Le Smart art de vivre

L'exclusive Smart Crossblade, au look branché et ravageur, est présentée au salon de Genève en mars 2002. Elle est commercialisée en juin dans plus de 17 pays, en conduite à droite et à gauche. La City-Coupé subit quant à elle un lifting remodelant sa face avant. Afin d’aider à vendre la gamme, un concours est initié auprès des internautes autour du thème de la Smart dans la ville. Premier prix : la 50 000e Fortwo, décorée par le célèbre styliste Jean-Charles de Castelbajac. Ce créateur visionnaire a d’ailleurs conçu huit futurs collectors (K-Motine, Tygeroad, Rollywood, Comic Street, Kung Foudre, Cosmotik, Graph City et Psykedeluv). Pour profiter pleinement du Smart art de vivre une fois sorti de sa voiture, toute une ligne d’accessoires est proposée : modèles réduits, vêtements, casse-noix, lunettes, fauteuils, montres, crayons… De nombreuses et très belles miniatures sont disponibles du 1/87e au 1/12e, en versions télécommandées ou non. Le petit dernier de la famille peut ainsi jouer avec un doudou de Fortwo en attendant de pouvoir évoluer dans sa Smart à pédales !

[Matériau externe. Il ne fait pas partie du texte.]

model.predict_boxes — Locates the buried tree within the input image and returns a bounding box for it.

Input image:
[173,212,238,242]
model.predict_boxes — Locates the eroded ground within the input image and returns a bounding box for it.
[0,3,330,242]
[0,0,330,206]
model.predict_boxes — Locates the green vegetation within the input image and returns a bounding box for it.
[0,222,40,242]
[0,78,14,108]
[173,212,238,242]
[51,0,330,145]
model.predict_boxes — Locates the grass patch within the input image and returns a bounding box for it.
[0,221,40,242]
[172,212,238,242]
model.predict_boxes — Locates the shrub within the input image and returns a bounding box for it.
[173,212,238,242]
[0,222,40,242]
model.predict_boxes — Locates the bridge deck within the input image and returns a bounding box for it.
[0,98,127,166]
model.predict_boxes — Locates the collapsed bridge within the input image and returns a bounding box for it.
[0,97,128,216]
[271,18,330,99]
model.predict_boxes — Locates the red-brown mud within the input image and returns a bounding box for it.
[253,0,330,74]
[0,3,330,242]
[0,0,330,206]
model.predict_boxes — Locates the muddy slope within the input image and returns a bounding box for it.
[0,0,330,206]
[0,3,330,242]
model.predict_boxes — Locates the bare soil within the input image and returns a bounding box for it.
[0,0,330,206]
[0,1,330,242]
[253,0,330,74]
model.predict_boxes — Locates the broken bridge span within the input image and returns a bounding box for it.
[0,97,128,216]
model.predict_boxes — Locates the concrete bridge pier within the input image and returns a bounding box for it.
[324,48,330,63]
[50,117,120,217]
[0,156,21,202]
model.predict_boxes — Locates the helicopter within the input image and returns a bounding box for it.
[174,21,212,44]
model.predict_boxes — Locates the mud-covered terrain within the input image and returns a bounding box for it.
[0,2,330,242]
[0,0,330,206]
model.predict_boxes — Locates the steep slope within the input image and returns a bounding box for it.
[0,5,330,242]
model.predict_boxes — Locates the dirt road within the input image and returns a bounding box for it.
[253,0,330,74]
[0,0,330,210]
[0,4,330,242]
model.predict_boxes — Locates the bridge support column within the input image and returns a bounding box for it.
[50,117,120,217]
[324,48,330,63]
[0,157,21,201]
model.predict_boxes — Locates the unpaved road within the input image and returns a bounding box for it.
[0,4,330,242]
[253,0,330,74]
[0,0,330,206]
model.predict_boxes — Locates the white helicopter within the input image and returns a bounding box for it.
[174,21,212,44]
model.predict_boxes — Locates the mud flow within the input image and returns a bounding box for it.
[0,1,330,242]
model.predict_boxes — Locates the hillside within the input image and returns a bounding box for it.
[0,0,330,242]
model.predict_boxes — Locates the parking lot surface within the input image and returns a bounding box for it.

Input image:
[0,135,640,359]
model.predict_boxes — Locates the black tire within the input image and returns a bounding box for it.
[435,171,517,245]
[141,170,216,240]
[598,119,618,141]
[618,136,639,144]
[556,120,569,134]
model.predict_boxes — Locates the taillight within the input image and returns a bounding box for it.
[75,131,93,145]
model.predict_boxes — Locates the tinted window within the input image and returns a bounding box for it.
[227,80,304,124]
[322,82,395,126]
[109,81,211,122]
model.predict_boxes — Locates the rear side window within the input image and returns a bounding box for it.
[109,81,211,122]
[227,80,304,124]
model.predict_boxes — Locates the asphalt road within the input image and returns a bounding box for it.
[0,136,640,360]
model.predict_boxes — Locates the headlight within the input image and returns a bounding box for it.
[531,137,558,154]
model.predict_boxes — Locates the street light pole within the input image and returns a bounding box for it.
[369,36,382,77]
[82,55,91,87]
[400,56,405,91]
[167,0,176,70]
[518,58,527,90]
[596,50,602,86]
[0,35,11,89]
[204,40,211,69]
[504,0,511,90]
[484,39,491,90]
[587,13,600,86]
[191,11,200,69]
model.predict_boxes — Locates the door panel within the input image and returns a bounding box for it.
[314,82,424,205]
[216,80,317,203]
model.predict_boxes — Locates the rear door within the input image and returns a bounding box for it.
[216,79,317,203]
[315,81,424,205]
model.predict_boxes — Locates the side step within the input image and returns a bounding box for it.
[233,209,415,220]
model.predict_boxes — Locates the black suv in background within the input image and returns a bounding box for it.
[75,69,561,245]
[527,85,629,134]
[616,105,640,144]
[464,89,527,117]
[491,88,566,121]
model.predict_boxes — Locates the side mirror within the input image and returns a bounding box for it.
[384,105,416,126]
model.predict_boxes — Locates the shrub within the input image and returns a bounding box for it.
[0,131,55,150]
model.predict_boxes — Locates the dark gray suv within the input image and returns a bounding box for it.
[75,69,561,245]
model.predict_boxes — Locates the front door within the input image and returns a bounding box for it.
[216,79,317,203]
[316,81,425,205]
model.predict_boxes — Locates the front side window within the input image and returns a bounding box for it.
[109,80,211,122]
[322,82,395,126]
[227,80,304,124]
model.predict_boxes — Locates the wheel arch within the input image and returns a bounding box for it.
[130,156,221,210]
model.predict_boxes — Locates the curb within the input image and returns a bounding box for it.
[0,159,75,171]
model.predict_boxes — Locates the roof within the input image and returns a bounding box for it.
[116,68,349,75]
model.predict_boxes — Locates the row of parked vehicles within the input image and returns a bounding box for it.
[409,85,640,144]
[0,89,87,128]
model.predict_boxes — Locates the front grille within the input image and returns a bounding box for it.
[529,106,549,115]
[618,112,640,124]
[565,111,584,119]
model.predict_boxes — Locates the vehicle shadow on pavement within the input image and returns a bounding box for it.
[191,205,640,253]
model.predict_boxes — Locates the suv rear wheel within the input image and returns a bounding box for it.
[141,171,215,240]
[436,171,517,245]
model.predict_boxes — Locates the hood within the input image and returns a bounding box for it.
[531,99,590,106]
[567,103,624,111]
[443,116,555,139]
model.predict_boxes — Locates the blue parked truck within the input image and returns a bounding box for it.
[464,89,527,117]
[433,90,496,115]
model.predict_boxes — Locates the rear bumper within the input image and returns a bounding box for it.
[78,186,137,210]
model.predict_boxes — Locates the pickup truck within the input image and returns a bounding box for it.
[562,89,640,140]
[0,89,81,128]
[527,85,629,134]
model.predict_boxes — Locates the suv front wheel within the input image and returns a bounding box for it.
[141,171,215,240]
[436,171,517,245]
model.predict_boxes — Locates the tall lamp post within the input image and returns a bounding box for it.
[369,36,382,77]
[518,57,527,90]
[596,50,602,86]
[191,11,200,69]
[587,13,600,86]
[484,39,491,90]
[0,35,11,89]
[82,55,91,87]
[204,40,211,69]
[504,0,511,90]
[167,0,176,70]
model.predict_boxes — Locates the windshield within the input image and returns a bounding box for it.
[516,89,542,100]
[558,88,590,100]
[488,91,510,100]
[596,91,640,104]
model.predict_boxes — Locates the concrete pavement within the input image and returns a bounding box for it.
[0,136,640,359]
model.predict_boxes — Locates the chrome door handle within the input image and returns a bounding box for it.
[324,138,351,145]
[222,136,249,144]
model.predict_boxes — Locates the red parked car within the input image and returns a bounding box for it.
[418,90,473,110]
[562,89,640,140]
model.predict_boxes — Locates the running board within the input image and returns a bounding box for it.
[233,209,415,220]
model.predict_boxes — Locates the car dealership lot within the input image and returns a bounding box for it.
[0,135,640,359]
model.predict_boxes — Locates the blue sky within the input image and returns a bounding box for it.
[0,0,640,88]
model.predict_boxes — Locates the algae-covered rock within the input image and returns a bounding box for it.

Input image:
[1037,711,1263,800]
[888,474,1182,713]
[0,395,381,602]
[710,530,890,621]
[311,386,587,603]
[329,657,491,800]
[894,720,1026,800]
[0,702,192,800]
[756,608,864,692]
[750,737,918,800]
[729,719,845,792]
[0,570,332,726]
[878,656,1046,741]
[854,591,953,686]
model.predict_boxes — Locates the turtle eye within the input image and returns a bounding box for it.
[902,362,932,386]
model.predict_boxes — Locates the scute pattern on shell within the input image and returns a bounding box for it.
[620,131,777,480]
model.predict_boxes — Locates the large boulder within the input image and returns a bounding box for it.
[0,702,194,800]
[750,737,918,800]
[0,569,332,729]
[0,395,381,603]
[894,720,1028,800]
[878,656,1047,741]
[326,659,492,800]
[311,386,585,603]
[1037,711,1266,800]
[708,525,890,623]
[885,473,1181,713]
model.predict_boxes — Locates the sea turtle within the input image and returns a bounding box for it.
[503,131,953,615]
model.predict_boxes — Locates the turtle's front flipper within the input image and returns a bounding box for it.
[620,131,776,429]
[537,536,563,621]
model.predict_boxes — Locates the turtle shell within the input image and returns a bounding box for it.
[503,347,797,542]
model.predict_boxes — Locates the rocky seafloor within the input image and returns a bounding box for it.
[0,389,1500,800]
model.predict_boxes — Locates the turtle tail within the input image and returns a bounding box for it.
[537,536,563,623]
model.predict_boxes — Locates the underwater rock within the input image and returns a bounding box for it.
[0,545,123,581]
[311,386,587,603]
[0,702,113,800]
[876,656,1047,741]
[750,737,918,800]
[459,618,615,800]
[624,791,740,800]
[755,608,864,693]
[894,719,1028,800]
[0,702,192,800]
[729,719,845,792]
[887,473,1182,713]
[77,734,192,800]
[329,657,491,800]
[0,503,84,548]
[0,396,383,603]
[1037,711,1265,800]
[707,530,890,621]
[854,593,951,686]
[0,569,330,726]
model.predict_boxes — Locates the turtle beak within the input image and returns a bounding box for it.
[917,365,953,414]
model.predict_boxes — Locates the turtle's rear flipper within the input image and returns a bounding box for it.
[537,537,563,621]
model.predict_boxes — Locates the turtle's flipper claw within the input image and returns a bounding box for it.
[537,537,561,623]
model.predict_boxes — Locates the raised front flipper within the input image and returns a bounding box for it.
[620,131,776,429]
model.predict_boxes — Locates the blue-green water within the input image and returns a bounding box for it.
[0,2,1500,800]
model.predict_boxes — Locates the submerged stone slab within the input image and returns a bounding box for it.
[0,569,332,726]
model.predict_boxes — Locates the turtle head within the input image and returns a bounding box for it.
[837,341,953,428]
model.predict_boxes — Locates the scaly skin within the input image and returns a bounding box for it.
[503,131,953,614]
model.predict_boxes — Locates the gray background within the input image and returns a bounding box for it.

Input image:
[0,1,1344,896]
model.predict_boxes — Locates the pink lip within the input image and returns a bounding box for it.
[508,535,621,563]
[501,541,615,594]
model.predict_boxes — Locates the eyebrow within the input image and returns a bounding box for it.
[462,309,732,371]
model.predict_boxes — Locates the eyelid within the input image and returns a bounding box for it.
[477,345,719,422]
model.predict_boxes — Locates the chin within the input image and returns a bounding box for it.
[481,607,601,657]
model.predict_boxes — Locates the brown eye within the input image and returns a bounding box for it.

Smart_Collection_De_Castelbajac Pub_Pour_Smart_Forfour

 
Une avalanche de nouveautés

En septembre 2002, Micro Compact Car Smart change une nouvelle fois de nom pour adopter celui de Smart. La nouvelle chaîne de fabrication Smart Mal est implantée dans l’usine d’Hambach afin de lancer la production des Smart Roadster et Roadster-coupés. Pour ses cinq ans, Smartville annonce la fabrication du 430 000e véhicule. En janvier 2003, Smart est présent dans vingt-quatre pays. Le modèle de l’année est le Roadster dans ces deux déclinaisons, très vite épaulé par la Forfour. Notez que, avec ses quatre portes et un habitacle prévu pour accueillir cinq personnes, le dernier modèle de la gamme est assez mal nommé en France. Conçue pour concurrencer les petites citadines des autres marques (206, Clio…), cette nouvelle voiture profite de l’alliance Mitsubishi-Mercedes pour intégrer des éléments issus des Colt japonaises. C’est ainsi qu’apparaissent les moteurs quatre cylindres essence fournis par Mitsubishi (de 68 à 95 CV). Les diesels sont quant à eux livrés par Mercedes (de 75 à 110 CV). Axé sur la sécurité, la Forfour utilise une cellule de sécurité appelée Tridion. Les airbags frontaux et latéraux sont proposés en série.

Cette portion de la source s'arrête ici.